Tuesday, June 23, 2015

Vehicle-to-Vehicle Communications Hearing

This afternoon the House Energy and Commerce Committee updated their web site for Thursday’s hearing on vehicle-to-vehicle (V2V) communications. The site now has a witness list, copies of the witnesses’ written testimony (NHTSA testimony is not yet available) and a Committee Staff document discussing the issues to be covered at the hearing.

The witness list includes:

Nat Beuse, National Highway Transportation Safety Administration (NHTSA);
Barry Einsig, Cisco;
Harry Lightsey, General Motors;
David St. Amant, Econolite Group, Inc; and
Peter Sweatman, University of Michigan Transportation Research Institute

There are a number of issues that will be discussed during this hearing. According to the staff document those issues will include answering the following questions (pgs 6-7):

How will a rulemaking requiring V2V communications in new vehicles impact used cars on the road today?
What driver education is necessary to prepare drivers to operate vehicles equipped with V2V capability?
How does the implementation of V2V technology foster the development of vehicle automation technologies?
How is the auto industry preparing a rollout that will allow this technology to evolve? Will any technological evolution require ongoing government oversight?
What is a realistic timeframe by which drivers will see the benefits of this technology?

Readers of this blog will quickly note that there is no specific mention of cybersecurity issues in the list above. The staff background document does note that NHTSA has made attempts to address the cybersecurity and personal information protection issues potentially associated with the V2V program. Following the comment period on their advance notice of proposed rulemaking (ANPRM) last year NHTSA issued a request for information (RFI) about the development and governance of a “Security Credential Management System” (SCMS) for the system.

There is at least a mention of these SCMS issues in the written testimony:

Einsig – “This network needs interoperability, standards-based technology, as well as a tested architecture for delivering a highly secure, mobile, and high availability solution.” (pg 3)

Lightsey – “National and international standards must be adopted to insure interoperability of V2V systems deployed by all auto makers and those deploying related V2I systems. A scaleable and operational security credential management system must be developed.” (pg 3)

St. Amant – “Efforts underway to create a Security Credential Management System (SCMS) for connected vehicles are critically important.” (pg 5)

Sweatman – “Current gaps requiring federal support include: Cyber-security solutions that suit both the vehicle and the infrastructure.” (pg 8)
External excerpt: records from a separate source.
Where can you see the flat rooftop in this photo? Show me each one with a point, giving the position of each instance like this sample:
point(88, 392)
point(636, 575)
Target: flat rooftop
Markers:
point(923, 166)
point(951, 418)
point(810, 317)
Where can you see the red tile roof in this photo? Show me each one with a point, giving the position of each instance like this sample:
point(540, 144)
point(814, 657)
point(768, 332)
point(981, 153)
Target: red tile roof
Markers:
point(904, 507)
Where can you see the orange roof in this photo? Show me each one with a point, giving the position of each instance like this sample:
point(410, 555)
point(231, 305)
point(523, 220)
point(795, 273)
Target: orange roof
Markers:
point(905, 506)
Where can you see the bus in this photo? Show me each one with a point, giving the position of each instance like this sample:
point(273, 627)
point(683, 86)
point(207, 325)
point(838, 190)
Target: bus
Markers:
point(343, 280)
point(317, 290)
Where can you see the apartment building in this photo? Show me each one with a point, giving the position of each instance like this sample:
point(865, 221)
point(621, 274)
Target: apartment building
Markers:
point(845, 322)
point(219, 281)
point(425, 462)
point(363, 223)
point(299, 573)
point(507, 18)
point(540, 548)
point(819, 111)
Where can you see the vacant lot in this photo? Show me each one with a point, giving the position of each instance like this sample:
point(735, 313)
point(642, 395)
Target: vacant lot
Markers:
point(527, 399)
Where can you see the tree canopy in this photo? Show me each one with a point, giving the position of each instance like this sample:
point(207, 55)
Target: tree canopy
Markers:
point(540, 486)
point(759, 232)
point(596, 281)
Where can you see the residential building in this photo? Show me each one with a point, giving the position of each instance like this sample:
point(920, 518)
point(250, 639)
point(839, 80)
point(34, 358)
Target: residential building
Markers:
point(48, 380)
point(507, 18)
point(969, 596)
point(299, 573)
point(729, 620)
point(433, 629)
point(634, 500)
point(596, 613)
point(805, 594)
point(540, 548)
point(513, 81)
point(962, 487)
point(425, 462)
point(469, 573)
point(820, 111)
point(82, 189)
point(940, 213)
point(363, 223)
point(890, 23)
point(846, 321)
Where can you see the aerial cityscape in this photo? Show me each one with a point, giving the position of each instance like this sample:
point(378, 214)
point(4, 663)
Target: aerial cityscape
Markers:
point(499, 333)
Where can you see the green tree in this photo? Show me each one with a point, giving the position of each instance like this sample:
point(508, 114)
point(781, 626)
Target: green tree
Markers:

In point of fact, these are the only significant mentions of cybersecurity issues in the four written testimonies submitted to the Committee. Of more concern is the fact that according to Sweatman Michigan has already constructed its first V2V/V2I enabled stretch of public road and Mr. Lightsey is announcing that GM will begin to sell its first V2V equipped vehicle, the 2017 Cadillac CTS, next year. Both of these have taken place before there is an established and accepted SCMS.